Kubernetes Scheduler Cache System

The Foundation of Scheduling Decisions

Dec 07, 2025

This is part of a series of blog posts exploring the Kubernetes kube-scheduler from the perspective of someone who has dug deep into the codebase.

Introduction

Today, we are going to deep-dive into the kube-scheduler cache component, which maintains its view of the cluster state. This component is the state machine that tracks pods through their lifecycle, manages node information, and provides snapshots for scheduling decisions. Understanding how this works is crucial for anyone who wants to understand scheduler behavior or troubleshoot scheduling issues.

Why the Cache Exists

There is a reason why the scheduler cannot trust the network.

When the scheduler decides that `pod X` fits on `node Y`, it sends a bind request to the API server, which then transmits it over the network and returns a confirmation. In a busy cluster, that round-trip might take hundreds of milliseconds.

So what does the scheduler do while waiting?
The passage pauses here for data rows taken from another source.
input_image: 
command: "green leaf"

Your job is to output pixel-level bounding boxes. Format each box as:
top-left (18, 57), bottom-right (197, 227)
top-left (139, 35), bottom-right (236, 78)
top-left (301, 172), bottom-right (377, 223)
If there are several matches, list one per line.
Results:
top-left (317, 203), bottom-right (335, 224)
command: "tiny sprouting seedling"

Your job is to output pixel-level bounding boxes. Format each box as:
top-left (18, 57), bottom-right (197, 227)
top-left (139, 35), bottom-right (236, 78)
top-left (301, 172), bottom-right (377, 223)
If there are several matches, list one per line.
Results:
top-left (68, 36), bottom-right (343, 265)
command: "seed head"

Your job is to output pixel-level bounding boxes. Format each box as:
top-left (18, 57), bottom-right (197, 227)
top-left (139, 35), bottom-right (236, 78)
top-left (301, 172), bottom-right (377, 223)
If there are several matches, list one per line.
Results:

The answer is documented in the code:

The scheduler receives pod and node events over the network via Kubernetes informers, which introduces several challenges:

The scheduler might not immediately be aware of changes.
The scheduler might miss intermediate state changes while retrieving updated lists.
The scheduler learns about the bind confirmation too late.
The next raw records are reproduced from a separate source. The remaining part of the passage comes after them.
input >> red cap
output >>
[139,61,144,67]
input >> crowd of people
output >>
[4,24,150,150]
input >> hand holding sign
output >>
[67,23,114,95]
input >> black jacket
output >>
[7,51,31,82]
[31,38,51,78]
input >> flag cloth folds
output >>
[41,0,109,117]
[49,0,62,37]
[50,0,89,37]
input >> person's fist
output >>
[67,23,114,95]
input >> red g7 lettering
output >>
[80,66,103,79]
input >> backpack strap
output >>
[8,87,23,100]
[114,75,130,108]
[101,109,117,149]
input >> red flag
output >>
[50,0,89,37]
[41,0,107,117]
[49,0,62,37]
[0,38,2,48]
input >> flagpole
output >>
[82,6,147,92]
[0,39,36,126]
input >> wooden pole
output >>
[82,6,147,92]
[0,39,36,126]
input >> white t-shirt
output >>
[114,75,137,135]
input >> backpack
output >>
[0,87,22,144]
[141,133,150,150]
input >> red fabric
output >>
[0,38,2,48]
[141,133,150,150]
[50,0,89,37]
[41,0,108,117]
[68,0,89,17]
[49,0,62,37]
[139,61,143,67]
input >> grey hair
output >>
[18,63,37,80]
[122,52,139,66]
So, rather than waiting for API server confirmation, the scheduler assumes its decision will succeed and accounts for the resources. If this assumption is wrong, the cache has mechanisms to recover.
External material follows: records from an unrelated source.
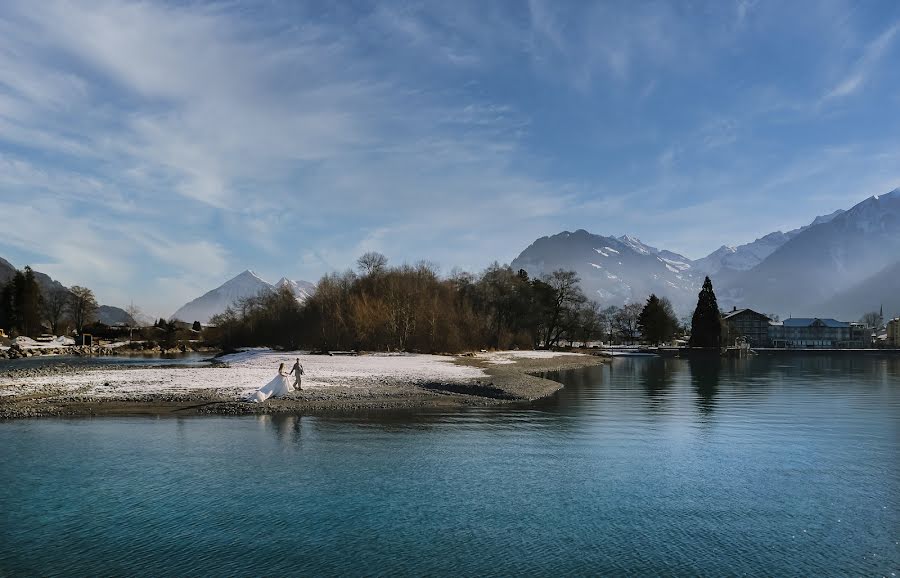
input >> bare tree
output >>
[541,269,586,347]
[69,285,97,334]
[612,303,644,343]
[356,251,387,275]
[44,287,69,335]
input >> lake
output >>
[0,355,900,576]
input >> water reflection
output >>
[688,357,722,416]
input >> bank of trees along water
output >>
[0,267,97,337]
[207,253,603,352]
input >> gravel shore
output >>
[0,351,605,419]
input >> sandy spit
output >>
[0,349,607,419]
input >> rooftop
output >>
[784,317,850,327]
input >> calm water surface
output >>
[0,356,900,576]
[0,352,212,371]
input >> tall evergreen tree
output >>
[69,285,97,334]
[638,294,678,345]
[690,277,722,347]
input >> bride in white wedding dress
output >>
[247,363,294,403]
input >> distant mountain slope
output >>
[717,189,900,316]
[275,277,316,303]
[0,257,134,325]
[0,258,66,295]
[171,269,315,323]
[817,261,900,321]
[693,209,844,282]
[511,229,699,310]
[97,305,135,325]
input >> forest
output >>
[205,253,682,353]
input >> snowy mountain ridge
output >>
[512,189,900,319]
[170,269,316,324]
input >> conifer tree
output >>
[638,294,678,345]
[690,277,722,347]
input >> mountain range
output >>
[512,189,900,320]
[171,269,316,324]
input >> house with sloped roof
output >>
[769,317,869,349]
[722,307,771,347]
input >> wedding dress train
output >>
[248,373,294,403]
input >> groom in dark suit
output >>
[288,357,303,390]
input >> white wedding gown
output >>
[248,373,294,403]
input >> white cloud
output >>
[823,22,900,101]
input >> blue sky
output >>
[0,0,900,315]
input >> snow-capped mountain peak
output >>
[171,269,315,323]
[275,277,316,303]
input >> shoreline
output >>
[0,352,608,419]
This is called optimistic scheduling, which the scheduler uses via the assumed-pod mechanism.

The Cache Architecture State Machine

The kube-scheduler cache is the scheduler’s reliable, up-to-date view of the cluster state, maintaining detailed information about nodes and pods to enable informed scheduling decisions without constantly querying the API server.

The cache stores the following key types of information:

NodeInfo: Detailed information about each node, including resources, labels, taints, and running pods.
PodInfo: Information about pods, including their resource requirements and constraints, now supports pod-level resource specifications (beta v1.34).
Assumed Pods: Pods that the scheduler optimistically believes will be bound to nodes.
Snapshot: A consistent view of the cluster state used for each scheduling attempt, ensuring all plugins see the same cluster state.
Dynamic Resource Allocation: Integration with DRA prioritized lists (beta v1.34).

The cache implements a state machine for pods, managing transitions from Initial → Assumed → Added → Deleted states, which is crucial for handling the asynchronous nature of pod binding.

Cache Management of Pod and Node Lifecycle

The scheduler’s operational flow, the cache manages lifecycles for both pods and nodes:

Pod Lifecycle in Cache

Initially, the pod is added to the Cache as an "Assumed Pod" when a scheduling decision is made.
Once the API Server confirms that a pod is bound to a node, the pod is updated in the cache from assumed to actual.
When the pod is deleted, it’s removed from cache entirely.

Node Lifecycle in Cache

Each node Added/Updated/Deleted event directly affects the NodeInfo within the cache.
NodeInfo maintains detailed information about each node’s resources, labels, taints, and running pods.

Snapshot Generation

To ensure all scheduler components operate on a consistent cluster view, the cache generates Snapshots, which are consistent views of the cluster state. These snapshots ensure that all plugins see the same cluster state during a scheduling cycle, maintaining consistency and preventing race conditions.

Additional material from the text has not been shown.